Odds and ends: solvers and optimizers

Welcome back.

I hope you all had nice vacations. As for me, my summer was definitely a productive one: I finally managed to complete Implementing QuantLib. The full book is available on Leanpub; I’ll be also posting the new content here in the next few weeks, leading up to the next edition of my course in October (more info in the banner above). In today’s post, we start with a look at solvers and optimizers.

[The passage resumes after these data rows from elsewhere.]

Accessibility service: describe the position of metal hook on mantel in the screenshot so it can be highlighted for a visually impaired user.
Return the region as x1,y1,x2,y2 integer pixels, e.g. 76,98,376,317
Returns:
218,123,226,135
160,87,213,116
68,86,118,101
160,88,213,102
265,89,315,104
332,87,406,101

Subscribe to my Substack to receive my posts in your inbox, or follow me on Twitter or LinkedIn if you want to be notified of new posts, or subscribe via RSS if you’re the tech type: the buttons for all that are in the footer. Also, I’m available for training, both online and (when possible) on-site: visit my Training page for more information.

One-dimensional solvers

Solvers were used in the bootstrap routines described in this post, the yield calculations mentioned in this other one, and any code that needs a calculated value to match a target; i.e, that needs, given a function \( f \), to find the \( x \) such that \( f(x) = \xi \) within a given accuracy.

The existing solvers will find the \( x \) such that \( f(x) = 0 \); of course, this doesn’t make them any less generic, but it requires you to define the additional helper function \( g(x) \equiv f(x)-\xi \). There are a few of them, all based on algorithms which were taken from Numerical Recipes in C [1] and duly reimplemented. (This also goes for a few multi-dimensional optimizers. In that case, apart from the obvious copyright issues, we also rewrote them in order to use idiomatic C++ and start indexing arrays from 0.)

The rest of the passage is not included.